Enfin il faut espérer que cela finira; le roi de Prusse me presse de nouveau très vivement; mais avec quelque indignité que la cour me traite, Paris m'a si bien vengé de Versailles pendant ma maladie, que j'aimerois mieux être magister de Chaillot ou de Vaugirard, que président de la plus brillante académie étrangère. Je ne m'attendois pas, je l'avoue, à l'intérêt que le Public m'a témoigné en cette occasion, et mes amis même ont été au delà de ce que je pouvois désirer. Je puis dire qu' à quelque chose malheur a été bon, puisqu'il m'a fait voir que j'avois en France de la considération et des amis.

Me voilà cloué pour jamais à cette barque ou galère, comme vous voudrez l'appeller, à moins que quelque souspilote ne veuille me noyer, auquel cas je me sauve à la nage, et j'aborde où je puis. A dieu, mon cher & illustre maître; vous avez eu & peut être vous avez encore mlle Clairon. Elle a été encore plus maltraitée que moi; mais on a besoin d'elle, et on ne se soucie guère de moi; on la cajolera pour la ramener, elle succombera peutêtre, & j'en serai fâché pour elle. Je voudrois qu'on apprît une bonne fois dans ce pays-ci à respecter les talens dont on a besoin pour son plaisir ou pour son instruction, et à ne pas croire qu'après les avoir outragés ou avilis, on les regagne par des caresses. Je suis fâché de vous l'avouer, mon cher & illustre maitre, mais pourquoi n'épancherois-je pas mon cœur avec vous? Vous avez un peu gâté les gens qui nous persécutent. J'avoue que vous avez eu besoin plus qu'un autre de les ménager, & que vous avez été obligé d'offrir une chandelle à Lucifer pour vous sauver de Beelzebuth; mais Lucifer en est devenu plus orgueilleux, sans que Beelzebuth en ait été moins méchant. Conservez vous néanmoins pour la bonne cause, dussiez vous brûler encore à regret quelque petit bout de chandelle devant ces Idoles que vous connoissez, dieu merci, pour ce qu'elles sont.
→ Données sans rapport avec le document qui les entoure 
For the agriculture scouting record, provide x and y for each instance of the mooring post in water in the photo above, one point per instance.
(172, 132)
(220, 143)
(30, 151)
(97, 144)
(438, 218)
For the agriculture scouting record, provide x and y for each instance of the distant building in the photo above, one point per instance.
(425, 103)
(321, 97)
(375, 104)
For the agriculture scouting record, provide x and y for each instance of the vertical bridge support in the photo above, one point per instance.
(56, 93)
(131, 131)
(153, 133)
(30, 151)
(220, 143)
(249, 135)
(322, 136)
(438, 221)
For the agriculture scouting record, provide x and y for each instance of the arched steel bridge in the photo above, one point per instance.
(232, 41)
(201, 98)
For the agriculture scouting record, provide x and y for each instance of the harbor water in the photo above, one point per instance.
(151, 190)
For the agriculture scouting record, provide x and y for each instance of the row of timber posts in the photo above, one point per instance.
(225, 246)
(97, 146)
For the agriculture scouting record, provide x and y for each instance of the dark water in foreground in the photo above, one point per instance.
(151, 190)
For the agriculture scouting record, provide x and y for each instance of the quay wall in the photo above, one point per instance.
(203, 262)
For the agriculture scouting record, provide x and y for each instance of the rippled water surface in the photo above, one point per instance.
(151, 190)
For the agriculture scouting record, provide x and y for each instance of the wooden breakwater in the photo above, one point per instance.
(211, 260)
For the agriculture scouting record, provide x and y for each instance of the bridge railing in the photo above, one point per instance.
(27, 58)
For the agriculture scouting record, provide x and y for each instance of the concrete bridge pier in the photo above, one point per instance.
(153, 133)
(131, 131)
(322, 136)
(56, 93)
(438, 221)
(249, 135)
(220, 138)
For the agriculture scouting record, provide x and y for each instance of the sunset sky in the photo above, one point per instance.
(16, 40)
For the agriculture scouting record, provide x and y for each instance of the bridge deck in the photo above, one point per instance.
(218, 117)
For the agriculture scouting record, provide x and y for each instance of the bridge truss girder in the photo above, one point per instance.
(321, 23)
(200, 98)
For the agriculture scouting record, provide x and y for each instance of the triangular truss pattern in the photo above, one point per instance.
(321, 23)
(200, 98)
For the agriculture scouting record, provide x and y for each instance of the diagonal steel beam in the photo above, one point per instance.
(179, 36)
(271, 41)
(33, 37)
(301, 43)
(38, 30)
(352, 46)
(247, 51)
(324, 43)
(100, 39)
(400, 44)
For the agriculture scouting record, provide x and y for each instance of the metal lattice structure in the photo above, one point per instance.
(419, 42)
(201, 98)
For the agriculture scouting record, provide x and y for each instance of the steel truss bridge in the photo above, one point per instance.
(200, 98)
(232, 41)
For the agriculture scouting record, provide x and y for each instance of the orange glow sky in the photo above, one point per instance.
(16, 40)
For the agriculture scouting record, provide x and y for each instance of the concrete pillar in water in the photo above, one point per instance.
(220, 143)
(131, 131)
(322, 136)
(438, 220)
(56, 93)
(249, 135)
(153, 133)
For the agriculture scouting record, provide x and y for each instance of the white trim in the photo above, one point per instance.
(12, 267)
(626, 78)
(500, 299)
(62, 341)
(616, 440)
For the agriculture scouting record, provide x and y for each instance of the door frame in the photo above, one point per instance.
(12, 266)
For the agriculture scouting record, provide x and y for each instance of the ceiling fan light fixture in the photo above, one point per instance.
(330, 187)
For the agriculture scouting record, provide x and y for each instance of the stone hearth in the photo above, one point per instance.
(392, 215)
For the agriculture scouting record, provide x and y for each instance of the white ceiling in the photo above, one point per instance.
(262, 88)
Parlons de choses un peu moins tristes. Savez vous que je vais être sevré? A 47 ans, ce n'est pas s'y prendre de trop bonne heure; je sors de nourrice où j'étois depuis 25 ans; j'y prenois d'assez bon lait, mais j'étois renfermé dans un cachot où je ne respirois pas, & je sens que l'air m'est absolument nécessaire; je vais chercher un logement où il y en ait; il m'en coûte 600lt de pension que je fais à cette pauvre femme pour la dédommager de mon mieux; c'est plus que la pension de l'académie ne me vaudra, supposé qu'on veuille bien enfin me faire la grâce de me la donner. Adieu, mon cher maitre. Frère d'Amilaville, qui est plus malade que moi, va vous et je l'envie.